A DUNDEE mosque and Islamic cultural centre is to improve its sec-urity by installing CCTV after an attack on the site of a proposed mosque in Perth.
Troublemakers also hurled abuse at mosque staff in Dundee via an intercom link, and CCTV could help to catch similar abusers in future. The Scottish Islamic and Cultural Centre, also known as Jam’i Mosque Bilal, is one of the three centres and places of worship for the Muslim community in Dundee.
The building in Dyra Street was converted to a mosque and The Scottish Islamic and Cultural Centre in December 1996.

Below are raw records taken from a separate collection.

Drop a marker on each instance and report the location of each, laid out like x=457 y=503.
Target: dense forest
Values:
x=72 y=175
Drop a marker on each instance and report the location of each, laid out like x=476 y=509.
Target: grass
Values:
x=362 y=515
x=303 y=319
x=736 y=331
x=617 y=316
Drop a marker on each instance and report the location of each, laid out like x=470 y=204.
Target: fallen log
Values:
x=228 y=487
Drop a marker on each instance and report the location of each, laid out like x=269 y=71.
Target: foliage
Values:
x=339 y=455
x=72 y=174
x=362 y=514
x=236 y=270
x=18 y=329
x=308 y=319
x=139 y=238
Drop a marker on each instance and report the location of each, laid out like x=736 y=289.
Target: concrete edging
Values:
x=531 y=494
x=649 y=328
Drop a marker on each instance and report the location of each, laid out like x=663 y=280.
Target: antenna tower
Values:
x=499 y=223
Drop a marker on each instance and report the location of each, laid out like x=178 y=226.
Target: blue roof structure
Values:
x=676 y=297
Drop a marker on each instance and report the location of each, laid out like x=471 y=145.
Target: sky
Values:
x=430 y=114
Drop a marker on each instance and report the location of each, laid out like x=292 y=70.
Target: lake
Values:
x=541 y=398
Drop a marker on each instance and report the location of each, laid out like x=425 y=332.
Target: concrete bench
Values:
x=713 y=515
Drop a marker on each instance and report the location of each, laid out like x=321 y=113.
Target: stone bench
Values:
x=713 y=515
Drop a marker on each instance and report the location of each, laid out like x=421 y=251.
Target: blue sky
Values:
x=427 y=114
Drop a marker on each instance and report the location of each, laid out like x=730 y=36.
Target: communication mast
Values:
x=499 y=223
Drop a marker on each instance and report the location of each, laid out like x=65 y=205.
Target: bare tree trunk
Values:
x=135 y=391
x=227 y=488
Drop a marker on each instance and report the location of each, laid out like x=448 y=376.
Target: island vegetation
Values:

Safety concerns have grown following the increase in attacks on mosques and those attending them across Britain, but the planning application for the CCTV cameras follows a disturbing incident in the nearby city of Perth last September.
Racist vandals sprayed anti-Muslim graffiti at a site secured by the Perth Islamic Society for its new place of worship — the words “No Muslims” were painted over a sign on Jeanfield Road where the Society hopes to build a £1 million mosque.
The Scottish Defence League also organised a protest in Perth against the new mosque but the neo-fascist group were far outnumbered by those protesting against them.
The Dundee application states the CCTV is necessary for the premises “to increase the security and safety of mosque attendees.”
The application added: “This proposal is in response to recent attacks outside British mosques.”
Police across the UK recorded 110 hate crimes directed at Muslim places of worship between March and July 2017, more than double the 47 reports in the same six-month period in 2016.
A trustee for the Dundee centre, Mahmud Salwar Rathor, told a local newspaper centre staff had already been subjected to abuse through the intercom. He said: “The installation of the cameras is entirely for the safety of the community.”
Bashir Chohan, chairman of the Dundee Islamic Society, told the same newspaper: “The reality is the authorities cannot be there all the time. ‘At least with the security cameras there would be some sort evidence there to catch the culprits.”
Darren Osborne, 48, is currently on trial at Woolwich Crown Court in London charged with murdering one person and injuring nine others by driving a van into a crowd of worshippers outside Finsbury Park Mosque last July.
CCTV footage has featured extensively in the trial.